Parce que c’est le nouveau film de Damien Chazelle qui nous a déjà ébloui avec Lalaland en 2016. Cette fois, ce n’est pas une comédie musicale et pourtant il faut autant regarder qu’écouter Babylon car la bande son de Justin Hurwitz est époustouflante. Elle épouse le montage au rythme endiablé qui fait défiler à l’écran Margot Robbie (wow), Diego Calva et Brad Pitt.
C’est l’histoire d’un monde du cinéma excentrique : une fête interminable et des tournages avec les moyens du bord. Même s’il n’y a pas encore le son au cinéma, la bande son qui résonne dans la salle nous transporte dans ce chaos minutieux dès les premières minutes.
Au bout d’une demi heure le titre apparaît et on en a déjà plein les yeux et les oreilles. Ce titre n’est pas un hasard. C’est l’arrivée du parlant au cinéma en 1927. C’est donc la chute du cinéma muet. Nous assistons au passage du “merveilleux” (si l’on peut appeler comme ça le fait de se droguer, de faire la fête et l’amour en permanence) au décadent. En effet, si le vulgaire était jusqu’alors sublimé, il ne peut résister à la modernité des studios. La métamorphose du secteur cinématographique est à la fois technique et morale car paradoxalement, l’arrivée de la voix dans les films est accompagnée de la censure avec le code Hayes.

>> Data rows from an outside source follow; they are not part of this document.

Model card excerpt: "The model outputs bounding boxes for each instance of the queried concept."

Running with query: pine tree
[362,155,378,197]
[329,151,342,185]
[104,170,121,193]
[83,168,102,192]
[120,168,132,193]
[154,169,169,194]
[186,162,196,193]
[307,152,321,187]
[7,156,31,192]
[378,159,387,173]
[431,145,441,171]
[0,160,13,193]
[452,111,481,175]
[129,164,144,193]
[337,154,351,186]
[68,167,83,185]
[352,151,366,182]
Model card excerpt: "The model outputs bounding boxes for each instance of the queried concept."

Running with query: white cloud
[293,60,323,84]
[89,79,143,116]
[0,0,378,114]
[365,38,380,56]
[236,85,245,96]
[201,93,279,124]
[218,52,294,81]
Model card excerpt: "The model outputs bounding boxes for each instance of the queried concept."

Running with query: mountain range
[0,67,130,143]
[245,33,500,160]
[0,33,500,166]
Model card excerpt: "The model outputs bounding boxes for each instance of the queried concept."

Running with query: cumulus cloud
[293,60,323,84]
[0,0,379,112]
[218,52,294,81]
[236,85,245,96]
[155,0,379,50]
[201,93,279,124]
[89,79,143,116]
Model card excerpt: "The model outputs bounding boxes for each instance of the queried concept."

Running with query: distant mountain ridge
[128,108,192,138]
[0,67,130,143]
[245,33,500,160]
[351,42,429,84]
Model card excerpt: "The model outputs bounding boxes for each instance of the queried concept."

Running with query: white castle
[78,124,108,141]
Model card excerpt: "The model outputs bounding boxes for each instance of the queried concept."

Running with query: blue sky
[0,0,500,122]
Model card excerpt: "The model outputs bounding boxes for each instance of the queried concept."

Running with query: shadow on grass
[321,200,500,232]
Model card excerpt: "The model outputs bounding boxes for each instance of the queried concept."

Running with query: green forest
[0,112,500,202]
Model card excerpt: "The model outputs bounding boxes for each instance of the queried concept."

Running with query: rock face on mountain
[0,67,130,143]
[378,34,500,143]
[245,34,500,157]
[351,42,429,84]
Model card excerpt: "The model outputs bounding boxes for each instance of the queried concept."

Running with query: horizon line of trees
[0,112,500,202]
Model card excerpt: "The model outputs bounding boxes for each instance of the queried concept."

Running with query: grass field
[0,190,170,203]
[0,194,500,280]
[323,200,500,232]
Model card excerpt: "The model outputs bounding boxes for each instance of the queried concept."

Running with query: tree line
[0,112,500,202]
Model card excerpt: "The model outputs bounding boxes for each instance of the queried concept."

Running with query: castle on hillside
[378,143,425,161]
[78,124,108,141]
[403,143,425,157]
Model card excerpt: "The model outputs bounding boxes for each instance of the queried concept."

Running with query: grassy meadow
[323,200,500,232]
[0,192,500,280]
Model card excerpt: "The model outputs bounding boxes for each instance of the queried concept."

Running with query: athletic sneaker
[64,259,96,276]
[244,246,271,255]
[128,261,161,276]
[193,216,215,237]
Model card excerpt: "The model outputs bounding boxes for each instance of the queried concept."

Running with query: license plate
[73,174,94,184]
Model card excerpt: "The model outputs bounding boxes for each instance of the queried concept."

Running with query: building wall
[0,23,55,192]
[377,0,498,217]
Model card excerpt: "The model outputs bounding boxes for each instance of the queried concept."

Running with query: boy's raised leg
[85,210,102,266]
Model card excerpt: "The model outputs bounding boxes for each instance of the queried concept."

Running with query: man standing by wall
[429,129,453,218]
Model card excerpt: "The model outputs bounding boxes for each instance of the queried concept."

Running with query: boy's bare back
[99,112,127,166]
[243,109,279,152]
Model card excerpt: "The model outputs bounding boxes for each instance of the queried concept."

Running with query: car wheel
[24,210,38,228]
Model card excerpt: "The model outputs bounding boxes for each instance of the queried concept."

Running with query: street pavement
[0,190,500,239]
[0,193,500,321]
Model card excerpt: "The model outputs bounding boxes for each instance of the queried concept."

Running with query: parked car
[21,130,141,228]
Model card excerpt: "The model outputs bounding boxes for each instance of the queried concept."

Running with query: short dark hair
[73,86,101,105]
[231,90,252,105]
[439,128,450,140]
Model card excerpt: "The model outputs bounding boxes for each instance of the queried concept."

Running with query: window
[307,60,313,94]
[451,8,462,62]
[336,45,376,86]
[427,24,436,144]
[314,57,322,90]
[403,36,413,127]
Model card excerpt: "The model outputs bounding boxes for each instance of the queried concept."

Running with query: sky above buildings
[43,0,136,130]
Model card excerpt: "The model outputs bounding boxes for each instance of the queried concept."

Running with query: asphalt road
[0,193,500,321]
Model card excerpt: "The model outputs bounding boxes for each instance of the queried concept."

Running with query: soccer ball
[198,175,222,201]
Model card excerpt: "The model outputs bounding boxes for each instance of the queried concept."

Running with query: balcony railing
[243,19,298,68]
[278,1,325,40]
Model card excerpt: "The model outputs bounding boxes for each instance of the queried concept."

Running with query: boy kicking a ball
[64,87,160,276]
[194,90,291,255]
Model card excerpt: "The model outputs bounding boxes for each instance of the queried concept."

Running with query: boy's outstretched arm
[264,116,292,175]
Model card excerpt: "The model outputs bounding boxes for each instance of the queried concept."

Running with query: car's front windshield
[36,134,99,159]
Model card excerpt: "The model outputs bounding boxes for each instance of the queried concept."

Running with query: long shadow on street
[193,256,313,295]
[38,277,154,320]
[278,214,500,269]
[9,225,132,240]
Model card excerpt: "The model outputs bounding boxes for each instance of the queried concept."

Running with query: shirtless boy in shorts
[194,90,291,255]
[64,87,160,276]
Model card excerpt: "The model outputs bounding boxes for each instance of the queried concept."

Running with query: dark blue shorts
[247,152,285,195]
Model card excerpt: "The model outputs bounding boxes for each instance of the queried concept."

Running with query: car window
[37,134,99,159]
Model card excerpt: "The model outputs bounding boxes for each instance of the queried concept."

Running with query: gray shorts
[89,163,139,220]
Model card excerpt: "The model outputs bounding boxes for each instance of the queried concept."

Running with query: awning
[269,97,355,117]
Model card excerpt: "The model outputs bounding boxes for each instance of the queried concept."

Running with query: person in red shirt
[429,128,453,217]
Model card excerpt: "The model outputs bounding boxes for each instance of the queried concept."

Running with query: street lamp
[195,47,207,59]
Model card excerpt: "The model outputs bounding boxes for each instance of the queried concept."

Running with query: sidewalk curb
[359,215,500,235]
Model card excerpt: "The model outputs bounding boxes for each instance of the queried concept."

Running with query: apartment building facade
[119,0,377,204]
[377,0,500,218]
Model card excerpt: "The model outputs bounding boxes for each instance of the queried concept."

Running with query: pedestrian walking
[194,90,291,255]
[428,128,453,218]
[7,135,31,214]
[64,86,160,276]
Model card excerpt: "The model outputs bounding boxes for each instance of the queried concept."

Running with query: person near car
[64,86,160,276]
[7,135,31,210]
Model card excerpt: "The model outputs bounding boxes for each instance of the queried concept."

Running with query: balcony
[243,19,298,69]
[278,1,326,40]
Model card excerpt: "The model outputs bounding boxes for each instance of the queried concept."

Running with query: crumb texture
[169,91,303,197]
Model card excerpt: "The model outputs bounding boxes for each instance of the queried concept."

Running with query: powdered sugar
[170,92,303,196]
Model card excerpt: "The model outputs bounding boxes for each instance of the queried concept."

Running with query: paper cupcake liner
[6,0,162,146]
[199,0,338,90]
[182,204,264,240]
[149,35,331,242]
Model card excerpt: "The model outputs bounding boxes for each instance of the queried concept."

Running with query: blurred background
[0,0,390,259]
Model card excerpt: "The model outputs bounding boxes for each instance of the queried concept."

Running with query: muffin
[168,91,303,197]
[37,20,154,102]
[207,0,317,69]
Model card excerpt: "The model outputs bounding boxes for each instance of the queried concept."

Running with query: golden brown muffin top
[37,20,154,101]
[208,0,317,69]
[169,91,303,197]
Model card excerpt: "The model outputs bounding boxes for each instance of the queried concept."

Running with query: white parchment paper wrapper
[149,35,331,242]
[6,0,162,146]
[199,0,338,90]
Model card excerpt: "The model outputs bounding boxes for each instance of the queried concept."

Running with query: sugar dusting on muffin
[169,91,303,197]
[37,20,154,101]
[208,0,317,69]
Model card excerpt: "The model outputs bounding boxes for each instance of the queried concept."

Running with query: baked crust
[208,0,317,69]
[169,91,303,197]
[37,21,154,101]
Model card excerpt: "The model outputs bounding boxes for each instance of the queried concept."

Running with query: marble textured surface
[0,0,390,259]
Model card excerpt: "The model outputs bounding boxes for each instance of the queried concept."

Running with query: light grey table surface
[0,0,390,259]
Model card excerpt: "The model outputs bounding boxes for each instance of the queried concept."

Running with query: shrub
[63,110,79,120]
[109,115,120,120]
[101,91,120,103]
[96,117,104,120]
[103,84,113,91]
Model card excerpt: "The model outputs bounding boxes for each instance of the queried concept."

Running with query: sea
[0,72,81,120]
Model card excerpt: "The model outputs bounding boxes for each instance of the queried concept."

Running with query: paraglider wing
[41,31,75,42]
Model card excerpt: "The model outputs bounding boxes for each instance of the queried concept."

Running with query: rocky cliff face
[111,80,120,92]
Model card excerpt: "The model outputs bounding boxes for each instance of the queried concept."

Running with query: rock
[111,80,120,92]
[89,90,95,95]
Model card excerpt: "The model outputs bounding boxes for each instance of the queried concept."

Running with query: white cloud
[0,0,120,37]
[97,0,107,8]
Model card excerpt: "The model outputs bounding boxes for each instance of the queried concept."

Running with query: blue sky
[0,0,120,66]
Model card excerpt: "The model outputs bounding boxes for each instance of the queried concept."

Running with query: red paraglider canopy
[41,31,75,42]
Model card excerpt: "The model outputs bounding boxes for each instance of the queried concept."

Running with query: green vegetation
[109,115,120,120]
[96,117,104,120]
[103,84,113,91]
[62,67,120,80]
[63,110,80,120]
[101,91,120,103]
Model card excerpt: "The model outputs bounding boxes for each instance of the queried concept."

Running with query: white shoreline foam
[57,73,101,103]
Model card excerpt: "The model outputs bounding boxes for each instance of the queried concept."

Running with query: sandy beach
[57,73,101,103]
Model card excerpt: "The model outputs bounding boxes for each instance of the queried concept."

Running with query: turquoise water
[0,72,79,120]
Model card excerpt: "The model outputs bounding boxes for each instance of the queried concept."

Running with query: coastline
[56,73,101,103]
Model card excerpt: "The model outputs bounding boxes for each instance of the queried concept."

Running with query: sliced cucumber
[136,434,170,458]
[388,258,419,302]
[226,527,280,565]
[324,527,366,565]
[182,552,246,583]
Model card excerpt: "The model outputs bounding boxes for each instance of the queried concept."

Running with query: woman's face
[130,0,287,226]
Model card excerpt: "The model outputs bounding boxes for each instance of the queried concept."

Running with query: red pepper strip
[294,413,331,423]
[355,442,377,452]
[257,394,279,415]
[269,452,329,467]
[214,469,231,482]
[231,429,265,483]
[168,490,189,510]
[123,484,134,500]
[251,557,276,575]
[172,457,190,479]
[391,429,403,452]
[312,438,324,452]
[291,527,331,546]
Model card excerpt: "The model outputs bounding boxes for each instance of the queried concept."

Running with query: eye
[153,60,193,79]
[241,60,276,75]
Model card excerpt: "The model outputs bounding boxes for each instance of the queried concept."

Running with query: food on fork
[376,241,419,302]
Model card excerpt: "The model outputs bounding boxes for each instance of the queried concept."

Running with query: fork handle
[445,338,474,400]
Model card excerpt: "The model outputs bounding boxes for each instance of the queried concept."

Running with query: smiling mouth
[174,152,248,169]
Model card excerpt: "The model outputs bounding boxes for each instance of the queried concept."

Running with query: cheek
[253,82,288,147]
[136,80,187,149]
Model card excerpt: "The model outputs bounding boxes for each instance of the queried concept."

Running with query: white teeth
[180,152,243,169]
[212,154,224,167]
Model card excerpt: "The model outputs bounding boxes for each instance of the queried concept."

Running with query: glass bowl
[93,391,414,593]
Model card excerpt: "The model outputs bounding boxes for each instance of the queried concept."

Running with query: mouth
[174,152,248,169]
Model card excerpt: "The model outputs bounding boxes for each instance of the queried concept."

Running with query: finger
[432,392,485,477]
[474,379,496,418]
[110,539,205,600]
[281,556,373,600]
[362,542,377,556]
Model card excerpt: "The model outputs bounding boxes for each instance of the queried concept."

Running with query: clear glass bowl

Ces 3h de notre temps résument des années entières dans le film en un tourbillon de couleurs, costumes, décors et personnages. L’art du cinéma est ici plus qu’un simple divertissement : c’est une tentative de révéler la personne de chair et d’os qui vieillit et se démode derrière l’acteur, qui est lui rendu immortel par la caméra. On passe de l’euphorie des acteurs que nous suivons au début des 1920 à leur déclin à la fin de cette décennie.
Derrière ce foisonnement, il y a une multitude de références à l’histoire du cinéma et notamment des extraits des premiers films parlants comme Singing in the rain (Donen et Kelly) qui symbolise l’acceptation à cette nouvelle façon de faire du cinéma donc l’adaptation à ce nouveau monde.
On se retrouve face à un magma cinématographique qui raconte une Babylone audiovisuelle. On sort de la salle les yeux remplis de couleurs et les oreilles bourdonnantes, en se disant que le cinéma est aussi cruel que magique.
C’est un film qui ne plaira peut-être pas à tous, mais c’est aussi là sa force : dans tous les cas, une fois vu, on ne peut pas rester indifférent. On a forcément un mot à dire sur ce que l’on vient de voir, d’entendre, de comprendre (ou pas) et surtout, sur notre propre vision du cinéma.